In high-dimensional regression problems, often a relatively small subset of the features are relevant for predicting the outcome, and methods that impose sparsity on the solution are popular. When multiple correlated outcomes are available (multitask), reduced rank regression is an effective way to borrow strength and capture latent structures that underlie the data. Our proposal is motivated by the UK Biobank population-based cohort study, where we are faced with large-scale, ultrahigh-dimensional features, and have access to a large number of outcomes (phenotypes)-lifestyle measures, biomarkers, and disease outcomes. We are hence led to fit sparse reduced-rank regression models, using computational strategies that allow us to scale to problems of this size. We use a scheme that alternates between solving the sparse regression problem and solving the reduced rank decomposition. For the sparse regression component we propose a scalable iterative algorithm based on adaptive screening that leverages the sparsity assumption and enables us to focus on solving much smaller subproblems. The full solution is reconstructed and tested via an optimality condition to make sure it is a valid solution for the original problem. We further extend the method to cope with practical issues, such as the inclusion of confounding variables and imputation of missing values among the phenotypes. Experiments on both synthetic data and the UK Biobank data demonstrate the effectiveness of the method and the algorithm. We present multiSnpnet package, available at http://github.com/junyangq/multiSnpnet that works on top of PLINK2 files, which we anticipate to be a valuable tool for generating polygenic risk scores from human genetic studies.

查看原文本刊更多论文

大规模多元稀疏回归在英国生物银行中的应用。

在高维回归问题中，通常相对较小的特征子集与预测结果相关，并且在解决方案上施加稀疏性的方法很受欢迎。当多个相关结果可用（多任务）时，降阶回归是一种有效的方法，可以借用强度并捕获数据背后的潜在结构。我们的提议是由英国生物银行基于人群的队列研究激发的，在该研究中，我们面临着大规模、超高维特征，并且可以获得大量的结果（表型）——生活方式测量、生物标志物和疾病结果。

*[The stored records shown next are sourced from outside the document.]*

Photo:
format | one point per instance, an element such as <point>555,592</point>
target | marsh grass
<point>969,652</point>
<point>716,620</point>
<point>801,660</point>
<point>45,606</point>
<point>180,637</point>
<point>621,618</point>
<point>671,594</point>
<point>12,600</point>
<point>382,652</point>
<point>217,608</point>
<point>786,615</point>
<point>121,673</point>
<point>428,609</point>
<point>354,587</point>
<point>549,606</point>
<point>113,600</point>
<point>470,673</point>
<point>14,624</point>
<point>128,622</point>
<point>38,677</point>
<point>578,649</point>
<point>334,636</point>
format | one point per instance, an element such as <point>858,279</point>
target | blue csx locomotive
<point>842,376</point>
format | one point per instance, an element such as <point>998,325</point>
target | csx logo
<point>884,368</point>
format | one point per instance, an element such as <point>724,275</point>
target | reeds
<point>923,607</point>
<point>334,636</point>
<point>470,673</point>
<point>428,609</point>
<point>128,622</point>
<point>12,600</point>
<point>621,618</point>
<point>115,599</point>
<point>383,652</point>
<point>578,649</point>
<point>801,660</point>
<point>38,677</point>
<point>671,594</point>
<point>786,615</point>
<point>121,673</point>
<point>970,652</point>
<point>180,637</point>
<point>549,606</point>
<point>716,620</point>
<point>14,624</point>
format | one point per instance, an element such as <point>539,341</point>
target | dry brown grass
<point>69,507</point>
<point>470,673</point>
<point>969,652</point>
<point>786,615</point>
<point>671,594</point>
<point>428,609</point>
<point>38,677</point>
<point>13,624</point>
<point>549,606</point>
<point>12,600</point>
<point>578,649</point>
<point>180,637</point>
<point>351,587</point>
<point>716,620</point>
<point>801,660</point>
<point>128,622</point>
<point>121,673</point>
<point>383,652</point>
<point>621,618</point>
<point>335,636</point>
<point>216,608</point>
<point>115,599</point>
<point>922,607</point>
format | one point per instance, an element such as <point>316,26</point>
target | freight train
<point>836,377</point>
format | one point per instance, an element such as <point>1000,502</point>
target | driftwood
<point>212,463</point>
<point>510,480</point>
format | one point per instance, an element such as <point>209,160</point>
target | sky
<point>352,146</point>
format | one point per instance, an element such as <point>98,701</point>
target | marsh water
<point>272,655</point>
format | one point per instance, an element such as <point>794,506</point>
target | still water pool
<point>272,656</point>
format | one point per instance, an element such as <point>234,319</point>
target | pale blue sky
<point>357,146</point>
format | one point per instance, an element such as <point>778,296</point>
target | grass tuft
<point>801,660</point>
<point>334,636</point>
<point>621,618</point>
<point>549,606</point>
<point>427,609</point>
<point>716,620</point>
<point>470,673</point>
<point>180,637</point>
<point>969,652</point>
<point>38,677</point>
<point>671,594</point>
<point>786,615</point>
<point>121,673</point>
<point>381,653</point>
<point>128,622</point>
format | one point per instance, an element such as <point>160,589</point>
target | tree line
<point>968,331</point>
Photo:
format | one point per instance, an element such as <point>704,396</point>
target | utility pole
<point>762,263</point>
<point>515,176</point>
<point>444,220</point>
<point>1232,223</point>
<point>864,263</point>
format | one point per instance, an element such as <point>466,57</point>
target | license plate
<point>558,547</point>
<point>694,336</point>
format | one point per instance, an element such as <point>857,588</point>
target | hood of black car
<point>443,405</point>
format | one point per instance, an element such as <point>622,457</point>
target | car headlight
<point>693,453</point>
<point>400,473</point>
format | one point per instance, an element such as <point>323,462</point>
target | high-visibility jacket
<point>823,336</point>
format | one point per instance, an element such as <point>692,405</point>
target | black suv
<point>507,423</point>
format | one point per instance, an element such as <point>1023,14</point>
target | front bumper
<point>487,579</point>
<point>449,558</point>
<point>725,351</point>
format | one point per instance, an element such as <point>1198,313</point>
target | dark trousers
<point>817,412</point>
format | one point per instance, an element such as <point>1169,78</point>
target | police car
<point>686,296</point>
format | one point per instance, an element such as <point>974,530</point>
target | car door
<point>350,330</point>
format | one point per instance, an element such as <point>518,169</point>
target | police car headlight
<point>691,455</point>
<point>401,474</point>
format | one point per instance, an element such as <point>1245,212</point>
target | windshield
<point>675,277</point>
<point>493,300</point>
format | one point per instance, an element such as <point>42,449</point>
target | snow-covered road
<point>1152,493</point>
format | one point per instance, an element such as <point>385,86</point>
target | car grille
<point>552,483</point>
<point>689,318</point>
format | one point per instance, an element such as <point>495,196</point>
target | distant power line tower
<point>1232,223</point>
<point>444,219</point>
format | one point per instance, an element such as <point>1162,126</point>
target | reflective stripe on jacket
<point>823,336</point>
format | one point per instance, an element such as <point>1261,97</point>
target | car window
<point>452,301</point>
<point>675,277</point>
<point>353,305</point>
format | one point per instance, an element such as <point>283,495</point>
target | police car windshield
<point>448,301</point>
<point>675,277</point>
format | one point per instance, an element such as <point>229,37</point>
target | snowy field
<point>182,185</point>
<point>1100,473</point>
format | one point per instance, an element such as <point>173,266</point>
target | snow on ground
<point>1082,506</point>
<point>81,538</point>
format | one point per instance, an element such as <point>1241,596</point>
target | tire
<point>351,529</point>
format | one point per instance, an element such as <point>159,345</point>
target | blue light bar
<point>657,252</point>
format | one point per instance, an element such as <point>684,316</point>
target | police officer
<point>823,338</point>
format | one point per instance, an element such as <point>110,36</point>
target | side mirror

因此，我们使用允许我们扩展到这种规模的问题的计算策略来拟合稀疏降阶回归模型。我们使用一种交替解决稀疏回归问题和求解降阶分解的方案。对于稀疏回归组件，我们提出了一种基于自适应筛选的可扩展迭代算法，该算法利用稀疏性假设，使我们能够专注于解决更小的子问题。通过最优性条件对完整解进行重构和测试，以确保它是原始问题的有效解。我们进一步扩展了该方法来处理实际问题，例如在表型中包含混淆变量和缺失值的imputation。在合成数据和UK Biobank数据上的实验证明了该方法和算法的有效性。我们提供了multiSnpnet包，可在http://github.com/junyangq/multiSnpnet上获得，它在PLINK2文件上工作，我们预计它将成为一个有价值的工具，用于从人类遗传研究中生成多基因风险评分。

本文章由计算机程序翻译，如有差异，请以英文原文为准。

求助全文

约1分钟内获得全文求助全文

来源期刊

Annals of Applied Statistics 社会科学-统计学与概率论

CiteScore

3.10

自引率

5.60%

发文量

131

审稿时长

6-12 weeks

期刊介绍： Statistical research spans an enormous range from direct subject-matter collaborations to pure mathematical theory. The Annals of Applied Statistics, the newest journal from the IMS, is aimed at papers in the applied half of this range. Published quarterly in both print and electronic form, our goal is to provide a timely and unified forum for all areas of applied statistics.